College basketball’s national scoring leader in 2011, BYU’s Jimmer Fredette, was the 10th overall pick of the NBA draft. Last season’s top scorer, Oakland’s Reggie Hamilton, went undrafted.
Virginia Tech’s Erick Green figures to experience a draft night somewhere in between Thursday.
A 6-foot-3 guard and the first player from a power conference to lead the country in scoring since Purdue’s Glenn Robinson in 1994, Green averaged 25 points this past season. He’s virtually certain to be selected Thursday and could become only the second Hokie chosen in the first round, joining Dell Curry (1986).
“I think he’s worthy of a first-round pick,” ESPN analyst Jay Bilas said during a media teleconference Wednesday, “and that’s saying a lot.”
Green not only carried the scoring burden for an offensively challenged team but also scored efficiently, shooting 47.5 percent from the field, 81.6 from the free-throw line. The primary questions about him as a pro:
Can he be an every-day point guard? And can he defend?
“If it was clear he is a point guard, I think we would have been talking about him as high as 15, 14 in the draft,” said Chad Ford, an NBA reporter for ESPN. “I know there's some interest there for some teams in the 20s like the Pacers, for example, at 23. The Jazz have liked him a little bit, the Clippers liked him a little bit at 25.
“I just don't think he gets out of the first five picks in the 30s just because of the intriguing nature of what he did last year, and the efficiency with which he scored. He’s one of the players that I think is a sleeper in this draft.”
Green averaged an ACC-high 36.6 minutes per game, wear and tear that, combined with his scoring responsibilities, compromised his defense. In Bilas’ words, Green “didn’t distinguish himself as a defender.”
“You have to be able to play on both ends,” Bilas added, “because if you don’t play defense, they’re going after you. They’re going to target you, and if you don’t score, they’re not going to guard you.

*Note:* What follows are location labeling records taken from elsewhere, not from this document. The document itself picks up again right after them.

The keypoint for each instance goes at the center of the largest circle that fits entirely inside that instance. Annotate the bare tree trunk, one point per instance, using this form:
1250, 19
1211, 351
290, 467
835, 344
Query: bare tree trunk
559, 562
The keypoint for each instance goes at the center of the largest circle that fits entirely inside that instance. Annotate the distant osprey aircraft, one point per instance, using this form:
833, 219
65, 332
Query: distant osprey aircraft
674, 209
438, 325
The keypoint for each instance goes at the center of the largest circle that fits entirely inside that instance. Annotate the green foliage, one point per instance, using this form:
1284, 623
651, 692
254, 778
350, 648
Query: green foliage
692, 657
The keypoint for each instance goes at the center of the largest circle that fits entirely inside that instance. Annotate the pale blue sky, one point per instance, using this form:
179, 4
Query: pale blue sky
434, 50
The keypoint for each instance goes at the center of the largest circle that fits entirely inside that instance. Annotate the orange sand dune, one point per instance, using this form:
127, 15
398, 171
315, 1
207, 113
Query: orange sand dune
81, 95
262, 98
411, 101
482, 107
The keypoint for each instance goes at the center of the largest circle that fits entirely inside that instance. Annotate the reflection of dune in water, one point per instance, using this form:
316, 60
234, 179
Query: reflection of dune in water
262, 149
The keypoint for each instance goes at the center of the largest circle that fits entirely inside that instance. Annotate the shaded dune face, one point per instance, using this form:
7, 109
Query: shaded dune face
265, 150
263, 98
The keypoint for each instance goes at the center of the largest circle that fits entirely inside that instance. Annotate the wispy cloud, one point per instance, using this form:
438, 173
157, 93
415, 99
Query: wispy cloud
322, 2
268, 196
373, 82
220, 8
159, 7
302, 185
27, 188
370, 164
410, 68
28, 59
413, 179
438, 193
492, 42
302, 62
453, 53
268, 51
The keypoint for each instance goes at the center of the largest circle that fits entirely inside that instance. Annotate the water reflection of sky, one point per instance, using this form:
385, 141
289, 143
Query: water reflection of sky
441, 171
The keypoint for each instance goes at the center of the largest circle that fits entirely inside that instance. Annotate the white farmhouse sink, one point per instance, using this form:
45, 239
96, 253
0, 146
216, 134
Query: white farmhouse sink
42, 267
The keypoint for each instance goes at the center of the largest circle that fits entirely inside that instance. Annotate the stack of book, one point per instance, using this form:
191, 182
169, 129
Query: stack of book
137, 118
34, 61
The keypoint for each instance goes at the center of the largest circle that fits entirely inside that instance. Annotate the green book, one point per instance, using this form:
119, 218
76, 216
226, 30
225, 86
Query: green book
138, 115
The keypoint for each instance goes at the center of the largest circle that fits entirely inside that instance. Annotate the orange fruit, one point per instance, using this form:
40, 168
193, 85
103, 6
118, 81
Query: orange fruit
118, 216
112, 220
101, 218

“I didn’t watch him a ton live this year because after a certain point of the season there weren’t as many meaningful games he was playing in. But I watched a ton of tape of him, and he did take breaks defensively, but the guy played 40 minutes every game.”
First-round selection (top 30 picks) or not, Green does not project to play 35-40 minutes per night in the NBA. That should permit him to improve his defense and hone his versatile offensive skills.
“He’s good coming off screens,” Bilas said. “He can shoot it off the catch, he can shoot it off the dribble, he can create for himself. …
“I can’t imagine that there are teams out there (saying), ‘OK, we’re going to draft Erick Green so he can come in here, be our top guy and leading scorer.’ … He’s going to have to fit into an overall concept where he’s not the lead guy.”
Ford: “He’s small for a (shooting) guard, so teams want to see him as a point guard and they want to see how he reads defenses, how he passes the ball. So in a workout where you can play three-on-three -- that's the NBA rules, that's the most that you can play in workouts -- they're going to put him in situations where he has to make reads, and they want to see how he reads the defense as a point guard, not as a scorer. …
“What's your basketball IQ? How will you see your teammates in the openings? … I've generally heard that that's gone very well with Erick, and it's helped him move into the first-round consideration.”
Curry was the 15th pick in 1986, by the Utah Jazz. Teammates Keith Colbert and Bobby Beecher also were drafted that year, and the lone Hokies taken since were Bimbo Coles (40th in 1990), Eddie Lucas (58th in 1999) and Deron Washington (59th in 2008).
The hunch here is that Green goes late in the first round to a quality team such as the San Antonio Spurs at 28.
“Everybody’s got a different sensibility and eye,” Bilas said of scouting the draft. “Nobody’s got a magic eye for this.”